Of course, for SEO there is so much legacy information still kicking around that we’ll never get from under it. Best just to suck it up and crack on…

November 18, 2009 11:15 pm

admin

Cheers guys, you’re probably right Paul – there’s not a lot we can do about it, I guess. :(

November 19, 2009 3:39 pm

admin

I know what you mean Malcolm, I’ve never tested it but I’d be surprised if it tripped any kind of filter – I bet that sort of link distribution happens all the time, it’s probably quite natural in most cases. More natural than giving a free paid link to your mum, I guess :)

November 19, 2009 3:26 pm

malcolm coles

Spammer ;) you’ll be linking to my mum for no money next.

On “don’t link to and from the same site repeatedly – this is known as link spamming”, this brought to mind the video Matt Cutts has just released – the one about whether it’s a good idea to link to every press mention of yourself or whether this will look like reciprocal links and lead to a penalty.

Video is here: http://www.youtube.com/watch?v=mO01nH31clU&feature=channel but he doesn’t really answer the question.

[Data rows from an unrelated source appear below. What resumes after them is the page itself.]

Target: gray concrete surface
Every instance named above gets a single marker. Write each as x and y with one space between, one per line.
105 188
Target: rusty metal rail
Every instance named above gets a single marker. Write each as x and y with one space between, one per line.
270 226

Has anyone any experience of this? I want to link to a bunch of people who took part in my cervical cancer jab campaign: http://www.malcolmcoles.co.uk/blog/cervical-cancer-jab-please-hel/

Problem is, they all link to the same NHS page. Do you think this will trip any sort of filter (ie I link to 50 pages, all 50 of those pages link to one other page)?

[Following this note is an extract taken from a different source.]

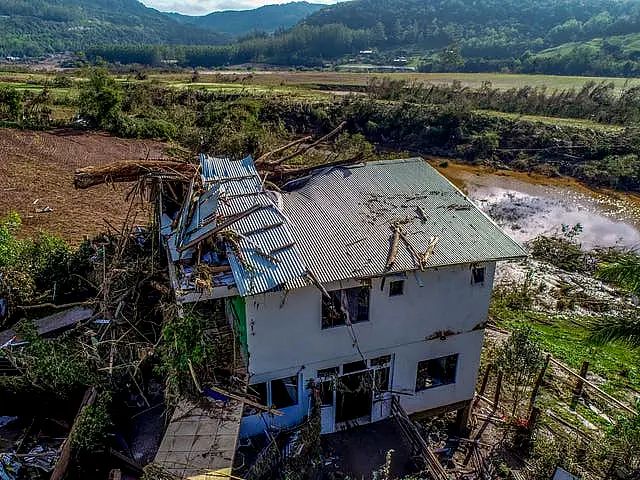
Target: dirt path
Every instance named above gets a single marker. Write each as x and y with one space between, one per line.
36 171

I can see why it would look suspiscious. Or am I embuing google with too much insight?

November 20, 2009 8:45 pm

SEO Up Here in Toronto

Like most very successful online business, SEO has so much misinformation because the really good SEO’s don’t share their secrets so widely, it is the spammers and ‘fake’ SEO’s that offer ‘Dick and Jane’s Link Pyramid’ scheme that brag the most.

December 1, 2009 9:12 am

Melinda

Your summary of “SEO mainly comes down to 3 things” at the end is great, I’ve never read what SEO really is explained so clearly in language that everyone can understand!

December 31, 2009 8:15 am

Nikki

Great explanation of what SEO really is! I’ve been doing some extensive research on SEO and search marketing local, and I have found some very useless information amongst my search. But, I will say I have found a keeper on this one! Thanks for such great content!